Time crystals have been speculated to exist since Nobel Laureate Frank Wilczek first proposed them back in 2012. Before that time, crystals have been known more to be in the realm of fiction. Physicists have wondered about its existence or non-existence since Wilczek proposed its possibility.
Now though there are physicists from the University of California, Santa Barbara (UCSB) and Microsoft Station Q that have shown that time crystals just might have a possibility of existing physically, as Next Big Future reports.
One aspect for time crystals that make it not possible is that it exhibits periodic motion even at its ground state, or the state where it has its lowest energy. At the ground, state objects shouldn't have the energy to move at all, yet Wilczek says that time crystals could move in a circular orbit at its ground state.
For time crystals, the physicists have focused on an aspect called time-translation symmetry. They say that time crystals spontaneously break this symmetry. This is different from explicit symmetry breaking, wherein the laws of nature don't have symmetry anymore. In spontaneous symmetry breaking the laws of nature still has its symmetry, but nature could choose a state where there isn't.

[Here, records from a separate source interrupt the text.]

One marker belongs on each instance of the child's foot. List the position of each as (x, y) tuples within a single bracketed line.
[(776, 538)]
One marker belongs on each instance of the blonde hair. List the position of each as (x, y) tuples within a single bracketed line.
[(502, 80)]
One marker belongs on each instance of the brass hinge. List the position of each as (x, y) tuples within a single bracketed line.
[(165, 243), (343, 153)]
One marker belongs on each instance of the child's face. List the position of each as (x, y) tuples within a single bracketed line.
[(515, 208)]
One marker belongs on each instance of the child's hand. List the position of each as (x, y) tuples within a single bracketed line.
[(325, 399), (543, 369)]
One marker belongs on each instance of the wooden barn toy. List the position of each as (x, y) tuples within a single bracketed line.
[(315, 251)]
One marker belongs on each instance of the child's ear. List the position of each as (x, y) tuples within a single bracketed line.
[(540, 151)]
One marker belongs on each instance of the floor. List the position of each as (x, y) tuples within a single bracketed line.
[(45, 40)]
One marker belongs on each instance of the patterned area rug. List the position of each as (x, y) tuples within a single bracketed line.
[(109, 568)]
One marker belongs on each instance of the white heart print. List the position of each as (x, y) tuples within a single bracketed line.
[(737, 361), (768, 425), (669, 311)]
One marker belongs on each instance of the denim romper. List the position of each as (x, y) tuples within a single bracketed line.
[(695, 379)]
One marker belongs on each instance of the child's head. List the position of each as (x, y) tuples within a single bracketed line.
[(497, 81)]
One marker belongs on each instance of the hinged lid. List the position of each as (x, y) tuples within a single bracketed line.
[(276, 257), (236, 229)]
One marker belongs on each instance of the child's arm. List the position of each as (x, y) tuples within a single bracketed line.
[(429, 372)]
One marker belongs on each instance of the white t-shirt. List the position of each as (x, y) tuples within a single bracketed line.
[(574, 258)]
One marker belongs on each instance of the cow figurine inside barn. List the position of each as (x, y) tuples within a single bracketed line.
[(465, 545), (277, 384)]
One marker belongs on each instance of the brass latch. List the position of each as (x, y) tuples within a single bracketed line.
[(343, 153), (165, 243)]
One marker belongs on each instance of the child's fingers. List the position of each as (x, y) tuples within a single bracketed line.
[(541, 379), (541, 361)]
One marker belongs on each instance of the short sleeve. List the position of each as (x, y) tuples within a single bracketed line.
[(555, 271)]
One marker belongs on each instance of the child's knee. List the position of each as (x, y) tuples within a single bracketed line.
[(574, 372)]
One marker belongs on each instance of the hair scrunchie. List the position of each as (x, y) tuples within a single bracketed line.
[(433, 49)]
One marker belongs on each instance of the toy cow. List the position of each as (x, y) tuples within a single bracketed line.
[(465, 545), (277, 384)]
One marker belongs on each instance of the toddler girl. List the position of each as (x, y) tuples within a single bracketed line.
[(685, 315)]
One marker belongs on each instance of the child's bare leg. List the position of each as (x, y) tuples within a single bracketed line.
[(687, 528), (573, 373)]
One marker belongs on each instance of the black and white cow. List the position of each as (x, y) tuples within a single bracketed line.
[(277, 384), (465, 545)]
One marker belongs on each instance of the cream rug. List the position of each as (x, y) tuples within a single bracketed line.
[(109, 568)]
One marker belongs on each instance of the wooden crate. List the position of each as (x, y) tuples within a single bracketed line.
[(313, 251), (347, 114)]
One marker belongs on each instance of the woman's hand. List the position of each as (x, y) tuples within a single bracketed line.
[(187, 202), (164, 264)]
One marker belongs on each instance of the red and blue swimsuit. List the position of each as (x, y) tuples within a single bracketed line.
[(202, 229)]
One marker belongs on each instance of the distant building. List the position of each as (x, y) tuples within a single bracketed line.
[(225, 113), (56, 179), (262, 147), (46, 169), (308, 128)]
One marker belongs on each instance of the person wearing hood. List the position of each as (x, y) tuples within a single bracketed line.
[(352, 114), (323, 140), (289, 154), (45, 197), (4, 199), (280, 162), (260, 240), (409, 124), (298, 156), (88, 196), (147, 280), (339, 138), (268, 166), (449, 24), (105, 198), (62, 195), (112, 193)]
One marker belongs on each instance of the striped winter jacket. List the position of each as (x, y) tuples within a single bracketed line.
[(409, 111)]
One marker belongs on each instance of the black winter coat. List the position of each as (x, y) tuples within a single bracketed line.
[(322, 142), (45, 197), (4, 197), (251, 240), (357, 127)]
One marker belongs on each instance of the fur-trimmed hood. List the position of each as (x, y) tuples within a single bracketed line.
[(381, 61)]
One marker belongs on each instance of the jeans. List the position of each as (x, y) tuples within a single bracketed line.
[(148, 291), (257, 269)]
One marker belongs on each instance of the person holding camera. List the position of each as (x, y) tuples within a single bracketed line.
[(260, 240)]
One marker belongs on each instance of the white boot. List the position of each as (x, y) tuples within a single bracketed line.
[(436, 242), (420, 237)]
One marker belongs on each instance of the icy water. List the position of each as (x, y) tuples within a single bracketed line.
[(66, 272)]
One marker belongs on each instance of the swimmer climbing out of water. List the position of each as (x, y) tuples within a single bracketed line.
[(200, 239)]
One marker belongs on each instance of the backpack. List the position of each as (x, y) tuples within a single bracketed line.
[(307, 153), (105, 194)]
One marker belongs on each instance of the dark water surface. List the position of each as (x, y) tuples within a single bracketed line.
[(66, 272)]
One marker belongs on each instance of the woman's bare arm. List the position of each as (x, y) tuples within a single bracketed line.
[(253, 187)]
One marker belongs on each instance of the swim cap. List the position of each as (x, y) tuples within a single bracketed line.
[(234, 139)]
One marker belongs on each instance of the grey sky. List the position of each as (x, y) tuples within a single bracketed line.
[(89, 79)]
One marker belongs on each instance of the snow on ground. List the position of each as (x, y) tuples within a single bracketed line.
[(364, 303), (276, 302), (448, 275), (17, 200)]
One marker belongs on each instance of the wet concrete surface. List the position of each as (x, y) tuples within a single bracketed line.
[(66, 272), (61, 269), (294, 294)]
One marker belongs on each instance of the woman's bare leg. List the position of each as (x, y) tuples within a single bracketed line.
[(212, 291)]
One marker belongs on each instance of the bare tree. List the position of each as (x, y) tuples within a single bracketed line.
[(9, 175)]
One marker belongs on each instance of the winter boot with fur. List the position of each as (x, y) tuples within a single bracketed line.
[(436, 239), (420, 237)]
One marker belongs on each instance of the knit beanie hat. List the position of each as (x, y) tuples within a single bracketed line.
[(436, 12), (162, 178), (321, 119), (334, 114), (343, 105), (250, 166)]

Spontaneous time-breaking symmetry is said to have not yet been observed, though other forms of spontaneous breaking symmetry have been seen such as that in magnets. Performing an experiment using time crystals could be possible, researchers say by using a large system of trapped atoms, trapped ions or else qubits to create a time crystal.
The time crystal created could then have the characteristic of what it should be with its periodic, oscillating motion, Phys Org says. Persistent oscillations could be observed then.
"In collaboration with experimental research groups, we are exploring the possibility of realizing Floquet time crystals in systems of cold atomic gases," Chetan Nayak, co-author of the study and part of Microsoft Station Q and UCSB said.